The study concluded “that pension costs are closer to 5 percent of revenue than to 50 percent for cities, even in the wake of two financial crises and the Great Recession. However, in those cases where pensions are both expensive and underfunded, such as Chicago, they exacerbate fiscal problems,” the authors wrote.
Bob Williams, president of State Budget Solutions, a Glen Allen, Va.-based nonprofit public policy organization, reviewed the October study at The Columbian’s request.
“I don’t see any glaring issues that would skew the rankings,” Williams wrote in an email. “They seem to incorporate all plans. One issue is that they base contributions on the annual required contribution, not actual contributions. So with their higher costs, some of the other Washington cities may not be meeting their ARC, but I don’t know for sure. It is also worth noting that contributions are calculated based on high assumed rates of return. If those returns are not met, costs will not be enough to fund the system,” Williams wrote.
Aware of the risks
Lloyd Tyler, Vancouver’s chief financial officer, said there could be a scenario in which state actuaries’ estimates on earnings aren’t met, resulting in a need to increase employer and employee contributions to meet the pension obligations.

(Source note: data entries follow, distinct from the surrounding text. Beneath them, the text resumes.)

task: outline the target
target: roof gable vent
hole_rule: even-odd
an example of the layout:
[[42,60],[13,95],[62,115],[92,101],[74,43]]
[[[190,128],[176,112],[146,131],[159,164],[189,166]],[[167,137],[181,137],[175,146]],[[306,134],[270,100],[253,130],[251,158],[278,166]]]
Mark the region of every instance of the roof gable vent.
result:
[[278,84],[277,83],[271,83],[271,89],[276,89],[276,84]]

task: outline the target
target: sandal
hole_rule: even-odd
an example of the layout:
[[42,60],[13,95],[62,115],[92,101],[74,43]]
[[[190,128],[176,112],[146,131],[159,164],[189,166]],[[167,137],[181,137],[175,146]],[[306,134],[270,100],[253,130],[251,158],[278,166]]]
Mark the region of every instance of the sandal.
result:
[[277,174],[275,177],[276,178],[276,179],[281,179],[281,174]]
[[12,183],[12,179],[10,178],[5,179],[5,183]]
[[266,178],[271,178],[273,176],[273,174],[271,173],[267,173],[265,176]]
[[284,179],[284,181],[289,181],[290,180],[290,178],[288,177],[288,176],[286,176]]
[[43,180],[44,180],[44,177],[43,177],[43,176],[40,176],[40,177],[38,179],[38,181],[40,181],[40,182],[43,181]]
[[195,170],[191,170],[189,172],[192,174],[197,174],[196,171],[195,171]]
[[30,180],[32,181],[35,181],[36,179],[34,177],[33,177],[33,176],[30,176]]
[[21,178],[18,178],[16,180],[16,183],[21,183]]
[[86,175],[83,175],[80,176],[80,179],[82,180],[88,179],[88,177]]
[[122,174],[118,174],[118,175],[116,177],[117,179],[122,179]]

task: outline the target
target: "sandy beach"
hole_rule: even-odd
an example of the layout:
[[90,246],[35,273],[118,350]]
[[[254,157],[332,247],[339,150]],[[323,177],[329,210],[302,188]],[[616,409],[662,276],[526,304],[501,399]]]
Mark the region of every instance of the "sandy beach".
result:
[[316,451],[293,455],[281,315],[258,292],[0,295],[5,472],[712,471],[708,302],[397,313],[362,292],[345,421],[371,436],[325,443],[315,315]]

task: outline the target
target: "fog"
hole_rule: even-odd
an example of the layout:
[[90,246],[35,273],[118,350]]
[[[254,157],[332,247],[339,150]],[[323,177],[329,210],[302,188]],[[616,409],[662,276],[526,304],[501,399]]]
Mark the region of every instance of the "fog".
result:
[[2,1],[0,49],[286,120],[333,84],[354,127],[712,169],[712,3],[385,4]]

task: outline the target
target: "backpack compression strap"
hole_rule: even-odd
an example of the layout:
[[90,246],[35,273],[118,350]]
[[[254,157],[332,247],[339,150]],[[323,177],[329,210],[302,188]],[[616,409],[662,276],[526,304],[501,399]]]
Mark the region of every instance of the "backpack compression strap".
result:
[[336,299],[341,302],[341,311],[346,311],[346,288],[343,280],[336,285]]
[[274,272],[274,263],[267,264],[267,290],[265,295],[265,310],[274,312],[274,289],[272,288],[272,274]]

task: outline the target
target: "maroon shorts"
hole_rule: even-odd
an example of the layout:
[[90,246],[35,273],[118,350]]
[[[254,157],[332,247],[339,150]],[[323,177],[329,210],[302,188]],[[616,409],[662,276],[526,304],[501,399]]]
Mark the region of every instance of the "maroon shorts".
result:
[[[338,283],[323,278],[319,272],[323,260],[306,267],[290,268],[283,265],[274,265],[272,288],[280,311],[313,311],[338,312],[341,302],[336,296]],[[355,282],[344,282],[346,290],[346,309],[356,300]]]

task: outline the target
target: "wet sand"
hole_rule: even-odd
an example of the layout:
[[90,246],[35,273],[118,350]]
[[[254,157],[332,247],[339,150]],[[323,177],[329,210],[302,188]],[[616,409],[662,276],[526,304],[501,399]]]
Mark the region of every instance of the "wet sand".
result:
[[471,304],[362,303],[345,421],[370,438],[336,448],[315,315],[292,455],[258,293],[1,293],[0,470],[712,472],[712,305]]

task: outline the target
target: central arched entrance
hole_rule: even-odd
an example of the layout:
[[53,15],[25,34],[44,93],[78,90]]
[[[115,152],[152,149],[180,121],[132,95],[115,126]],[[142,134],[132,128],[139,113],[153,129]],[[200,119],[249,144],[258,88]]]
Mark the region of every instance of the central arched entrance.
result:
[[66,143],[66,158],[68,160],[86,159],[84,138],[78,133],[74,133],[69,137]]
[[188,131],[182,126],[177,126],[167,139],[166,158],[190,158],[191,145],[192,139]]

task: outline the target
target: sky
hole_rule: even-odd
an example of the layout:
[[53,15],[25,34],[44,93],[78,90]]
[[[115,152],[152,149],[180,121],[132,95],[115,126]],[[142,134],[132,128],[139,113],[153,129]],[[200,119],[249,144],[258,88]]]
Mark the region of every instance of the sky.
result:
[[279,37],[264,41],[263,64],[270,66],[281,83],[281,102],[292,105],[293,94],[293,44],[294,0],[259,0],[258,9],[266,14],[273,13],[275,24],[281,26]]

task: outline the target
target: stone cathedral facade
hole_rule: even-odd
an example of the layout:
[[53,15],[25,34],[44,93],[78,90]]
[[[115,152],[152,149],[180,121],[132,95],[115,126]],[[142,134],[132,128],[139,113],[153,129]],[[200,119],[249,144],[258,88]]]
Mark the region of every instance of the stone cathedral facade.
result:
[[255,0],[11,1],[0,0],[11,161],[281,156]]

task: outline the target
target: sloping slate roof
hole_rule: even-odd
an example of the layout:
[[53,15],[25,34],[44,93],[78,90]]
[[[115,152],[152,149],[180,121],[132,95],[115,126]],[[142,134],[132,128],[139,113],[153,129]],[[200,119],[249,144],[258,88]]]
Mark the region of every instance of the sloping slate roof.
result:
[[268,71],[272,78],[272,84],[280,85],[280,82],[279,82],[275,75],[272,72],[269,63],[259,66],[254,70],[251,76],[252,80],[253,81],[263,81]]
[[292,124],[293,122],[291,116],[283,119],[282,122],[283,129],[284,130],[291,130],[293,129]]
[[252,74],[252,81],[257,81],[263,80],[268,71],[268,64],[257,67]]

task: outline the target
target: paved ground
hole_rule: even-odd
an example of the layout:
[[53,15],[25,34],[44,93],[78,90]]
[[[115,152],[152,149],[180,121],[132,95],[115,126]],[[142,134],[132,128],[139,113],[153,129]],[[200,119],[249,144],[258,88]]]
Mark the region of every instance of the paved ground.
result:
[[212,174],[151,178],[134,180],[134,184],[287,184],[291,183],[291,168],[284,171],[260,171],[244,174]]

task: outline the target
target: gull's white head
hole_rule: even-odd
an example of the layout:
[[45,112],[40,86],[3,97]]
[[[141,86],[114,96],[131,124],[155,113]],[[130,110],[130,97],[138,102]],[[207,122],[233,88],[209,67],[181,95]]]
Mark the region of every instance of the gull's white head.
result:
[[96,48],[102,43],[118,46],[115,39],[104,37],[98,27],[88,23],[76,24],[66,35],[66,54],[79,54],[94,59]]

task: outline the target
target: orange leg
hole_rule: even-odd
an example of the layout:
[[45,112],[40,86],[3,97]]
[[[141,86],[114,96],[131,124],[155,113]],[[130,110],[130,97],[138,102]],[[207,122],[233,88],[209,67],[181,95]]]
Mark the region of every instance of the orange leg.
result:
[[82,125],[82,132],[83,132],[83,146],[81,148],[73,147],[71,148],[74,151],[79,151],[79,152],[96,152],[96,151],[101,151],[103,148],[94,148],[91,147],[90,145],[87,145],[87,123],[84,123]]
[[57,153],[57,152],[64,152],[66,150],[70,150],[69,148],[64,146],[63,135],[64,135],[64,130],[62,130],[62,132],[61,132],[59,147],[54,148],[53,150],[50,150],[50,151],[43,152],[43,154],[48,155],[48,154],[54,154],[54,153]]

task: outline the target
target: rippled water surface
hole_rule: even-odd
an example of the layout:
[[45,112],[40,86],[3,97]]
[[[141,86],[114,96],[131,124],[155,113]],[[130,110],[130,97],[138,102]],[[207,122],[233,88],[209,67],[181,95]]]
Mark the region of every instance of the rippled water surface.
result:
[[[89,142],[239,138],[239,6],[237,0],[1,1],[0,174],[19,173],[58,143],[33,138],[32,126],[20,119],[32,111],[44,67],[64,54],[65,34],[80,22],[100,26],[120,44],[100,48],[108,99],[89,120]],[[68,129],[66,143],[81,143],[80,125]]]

“But that’s always a risk,” he wrote in an email.
Tyler said the city’s pension costs have hovered near 4 percent of the city’s general fund in each of the past six years.
“The city’s pension costs are at a very manageable level,” he said.
A Nov. 5 article in the Wall Street Journal said the “median spending on pensions among the country’s 250 largest cities rose to 10 percent of general budgets in 2012, up from 7.75 percent in 2007,” citing data from Merritt Research Services LLC that didn’t factor school districts and counties.